Giving credit where it's due

By Maria Slade

The credit industry wants more personal data about borrowers. Photo / Brett Phibbs
The credit industry wants more personal data about borrowers. Photo / Brett Phibbs

You have kept up with your mortgage diligently during the past two years, maybe even paying off more than you have to.

Or perhaps you miscalculated one month and were late with the car payment.

This is the kind of information the credit industry argues could give them a better picture of your creditworthiness.

The suggestion is being made in submissions to the Privacy Commissioner, who is reviewing whether credit providers should have more access to your personal data.

Even the Federation of Family Budgeting Services believes credit agencies and financiers should be able to find out more about your habits in the two years prior to giving you a loan.

Lenders and credit bureaux now only have access to a limited amount of "negative" information - such as whether you've been bankrupted or defaulted on bills.

The Office of the Privacy Commissioner is considering a move to "positive" credit reporting - whereby lenders could know what types of credit you have, who the provider is, the limit, and whether the account is open or closed.

But many in the credit industry are calling for the changes to go further. They say lenders should also be able to see how much has been advanced on the account - your credit card limit may be $10,000 but your current balance is $5000 - and whether you have met all your payments during the past two years.

Federation of Family Budgeting Services CEO Raewyn Fox said this kind of information would give credit providers a better picture, possibly enabling the borrower to qualify for a higher quality loan.

"We're just coming from the point of view of people we don't want pushed into the arms of fringe lenders. You have one stuff up and you have a bad credit rating forever and a day."

John Roberts, country manager for credit bureau Veda Advantage, said knowing the credit limit alone was little value. Lenders also needed the person's payment track record. "If someone's had a history of missing payments, again that is very predictive of likely risk."

In its submission to the Privacy Commissioner, finance company GE Money said the number of people being declared bankrupt or approved for the brankruptcy alternative, the No Asset Procedure regime had been on the rise.

"Increasingly borrowers are becoming indebted to multiple credit providers, with the practical result that each provider sees only a small portion of the borrower's complete financial circumstances."

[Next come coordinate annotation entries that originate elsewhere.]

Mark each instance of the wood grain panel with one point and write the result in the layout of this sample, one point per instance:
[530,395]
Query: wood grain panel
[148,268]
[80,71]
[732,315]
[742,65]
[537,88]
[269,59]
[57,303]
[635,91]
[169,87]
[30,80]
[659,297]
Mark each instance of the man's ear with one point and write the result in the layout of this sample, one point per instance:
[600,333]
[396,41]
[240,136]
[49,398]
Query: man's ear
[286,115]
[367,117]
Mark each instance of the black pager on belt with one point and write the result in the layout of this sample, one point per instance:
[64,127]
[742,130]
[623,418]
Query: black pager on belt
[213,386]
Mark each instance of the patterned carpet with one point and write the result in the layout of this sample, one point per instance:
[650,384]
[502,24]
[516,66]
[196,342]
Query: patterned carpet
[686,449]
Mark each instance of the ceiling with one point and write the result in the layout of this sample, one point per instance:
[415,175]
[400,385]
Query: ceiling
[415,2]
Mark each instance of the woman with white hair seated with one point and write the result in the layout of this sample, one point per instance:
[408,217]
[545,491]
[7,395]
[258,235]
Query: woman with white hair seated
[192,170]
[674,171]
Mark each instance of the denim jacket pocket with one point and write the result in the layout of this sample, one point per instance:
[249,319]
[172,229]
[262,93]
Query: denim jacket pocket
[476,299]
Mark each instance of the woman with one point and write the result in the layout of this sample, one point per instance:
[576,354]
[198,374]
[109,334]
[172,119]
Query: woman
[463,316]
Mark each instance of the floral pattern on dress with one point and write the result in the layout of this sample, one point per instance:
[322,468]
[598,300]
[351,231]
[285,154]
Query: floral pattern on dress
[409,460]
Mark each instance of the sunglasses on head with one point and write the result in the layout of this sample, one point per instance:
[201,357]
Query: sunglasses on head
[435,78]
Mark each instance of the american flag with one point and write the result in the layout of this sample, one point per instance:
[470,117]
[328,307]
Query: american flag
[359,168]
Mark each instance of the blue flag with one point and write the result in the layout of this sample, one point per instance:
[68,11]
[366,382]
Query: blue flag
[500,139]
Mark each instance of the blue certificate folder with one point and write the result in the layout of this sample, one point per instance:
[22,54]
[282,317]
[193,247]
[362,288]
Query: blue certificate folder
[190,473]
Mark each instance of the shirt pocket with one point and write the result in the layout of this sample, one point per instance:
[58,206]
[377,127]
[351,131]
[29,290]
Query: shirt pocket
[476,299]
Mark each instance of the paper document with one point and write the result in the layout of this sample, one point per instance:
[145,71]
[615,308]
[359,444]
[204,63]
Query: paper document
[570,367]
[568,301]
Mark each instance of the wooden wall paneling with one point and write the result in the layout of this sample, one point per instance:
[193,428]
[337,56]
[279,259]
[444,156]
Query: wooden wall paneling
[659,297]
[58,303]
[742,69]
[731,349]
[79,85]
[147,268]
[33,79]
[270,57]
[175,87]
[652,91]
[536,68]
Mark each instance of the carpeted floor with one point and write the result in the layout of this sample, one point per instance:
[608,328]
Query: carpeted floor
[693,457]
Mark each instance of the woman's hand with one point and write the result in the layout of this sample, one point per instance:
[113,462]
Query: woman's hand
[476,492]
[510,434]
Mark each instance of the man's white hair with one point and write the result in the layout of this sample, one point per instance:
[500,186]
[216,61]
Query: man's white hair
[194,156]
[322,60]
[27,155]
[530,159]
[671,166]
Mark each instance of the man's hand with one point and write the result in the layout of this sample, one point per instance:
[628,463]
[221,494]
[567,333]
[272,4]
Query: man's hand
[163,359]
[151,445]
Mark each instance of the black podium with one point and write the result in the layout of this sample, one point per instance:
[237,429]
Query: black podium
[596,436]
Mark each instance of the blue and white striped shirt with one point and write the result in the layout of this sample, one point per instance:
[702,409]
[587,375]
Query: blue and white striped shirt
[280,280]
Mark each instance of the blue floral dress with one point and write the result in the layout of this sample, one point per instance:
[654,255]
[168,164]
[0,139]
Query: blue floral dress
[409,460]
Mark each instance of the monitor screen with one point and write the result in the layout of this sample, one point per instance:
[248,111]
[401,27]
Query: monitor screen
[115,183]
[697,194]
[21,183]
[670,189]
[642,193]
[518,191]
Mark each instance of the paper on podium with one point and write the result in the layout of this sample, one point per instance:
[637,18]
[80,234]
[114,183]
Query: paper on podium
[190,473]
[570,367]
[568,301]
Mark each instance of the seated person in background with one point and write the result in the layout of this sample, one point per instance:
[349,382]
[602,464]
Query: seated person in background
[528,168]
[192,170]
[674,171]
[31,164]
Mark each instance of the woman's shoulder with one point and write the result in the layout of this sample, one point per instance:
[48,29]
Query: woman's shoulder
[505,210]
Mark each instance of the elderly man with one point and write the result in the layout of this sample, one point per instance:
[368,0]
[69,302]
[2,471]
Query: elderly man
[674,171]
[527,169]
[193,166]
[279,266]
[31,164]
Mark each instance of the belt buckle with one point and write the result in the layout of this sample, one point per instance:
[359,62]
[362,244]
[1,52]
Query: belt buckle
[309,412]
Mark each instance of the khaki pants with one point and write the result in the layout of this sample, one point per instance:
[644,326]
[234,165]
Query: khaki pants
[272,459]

It calculates the "negative" credit reporting system gives only a 10 per cent picture of a person's true credit risk. The changes proposed so far would provide an additional 20 per cent, it said. Including current account balances and 24 months' payment history would boost that to 50 per cent.

"There is empirical evidence from a number of countries that ... positive reporting leads to significantly reduced default rates," GE said.